How would you classify The Foundation? Classic sci-fi novel, right? But it has telepaths.. By modern standards, telepathy, empaths, telekinesis.. that's all magic. Fantasy. But in 20th century science fiction it was extremely common.

I would reach for John Carter of Mars (Burroughs, 1912) to make the same point.

Especially given how some of the "science fiction" elements of it read 100+ years later.

Interestingly, that was due to the top editor at a major sci fi publisher being really into psychics.

Note that in the 20th century telepathy was believed to be real.

Only for the earlier parts of that century. By the late 70s to 80s the scientific consensus was coming down hard against parapsychology but it continued to be featured in science fiction for quite some time. It was still going reasonably strong well into the 90s with popular media like Star Trek, Babylon 5, etc.
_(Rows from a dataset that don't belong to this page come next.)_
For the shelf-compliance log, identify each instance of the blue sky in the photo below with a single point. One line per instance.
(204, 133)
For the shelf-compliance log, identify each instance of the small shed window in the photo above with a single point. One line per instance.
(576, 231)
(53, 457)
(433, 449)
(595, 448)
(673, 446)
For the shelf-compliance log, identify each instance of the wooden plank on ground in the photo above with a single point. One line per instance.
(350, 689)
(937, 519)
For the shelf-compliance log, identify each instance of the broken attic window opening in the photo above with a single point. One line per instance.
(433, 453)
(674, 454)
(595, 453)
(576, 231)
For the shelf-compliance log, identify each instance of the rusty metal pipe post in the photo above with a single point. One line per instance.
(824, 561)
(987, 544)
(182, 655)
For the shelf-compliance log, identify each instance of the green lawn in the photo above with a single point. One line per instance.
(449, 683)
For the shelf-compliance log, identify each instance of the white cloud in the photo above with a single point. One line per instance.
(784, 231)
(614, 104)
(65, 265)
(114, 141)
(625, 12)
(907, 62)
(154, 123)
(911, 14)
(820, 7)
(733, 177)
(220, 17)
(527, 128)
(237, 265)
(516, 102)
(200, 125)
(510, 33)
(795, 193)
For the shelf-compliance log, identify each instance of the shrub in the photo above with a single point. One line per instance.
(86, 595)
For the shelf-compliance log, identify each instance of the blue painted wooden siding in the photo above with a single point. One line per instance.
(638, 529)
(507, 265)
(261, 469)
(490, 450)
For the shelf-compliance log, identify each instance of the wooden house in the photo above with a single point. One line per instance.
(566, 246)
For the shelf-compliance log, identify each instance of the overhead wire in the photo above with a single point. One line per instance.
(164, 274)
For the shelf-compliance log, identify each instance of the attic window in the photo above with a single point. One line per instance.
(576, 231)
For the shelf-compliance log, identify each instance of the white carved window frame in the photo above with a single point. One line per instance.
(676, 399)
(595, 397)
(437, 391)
You can still see some traces of it today, to an extent it has become a part of the genre that persists for legacy reasons, respect for or reference to older media in the genre.

Nearly. People born in the 20th century can do it, everyone born post-millenium cannot.

If it's called telepathy it's sci-fi, if it's called magic it's fantasy. Learn the rules!

On a more serious note, yeah scifi and fantasy can usually be distinguished, I get why it so often gets lumped in together as speculative fiction, even though it annoys me when I'm looking for one and have to sift through the other.

I don't see the problem. You yourself seem to have no trouble at all identifying The Foundation as sci-fi.

There's no clear cut line. Wizards in one, starships in the other, but there's lots of magic in sci fi and lots of space in fantasy. The two genres meld together into a continuum and so it's only fair when some people classify them together. Discrete classification of continuous phenomena will always be a bit subjective.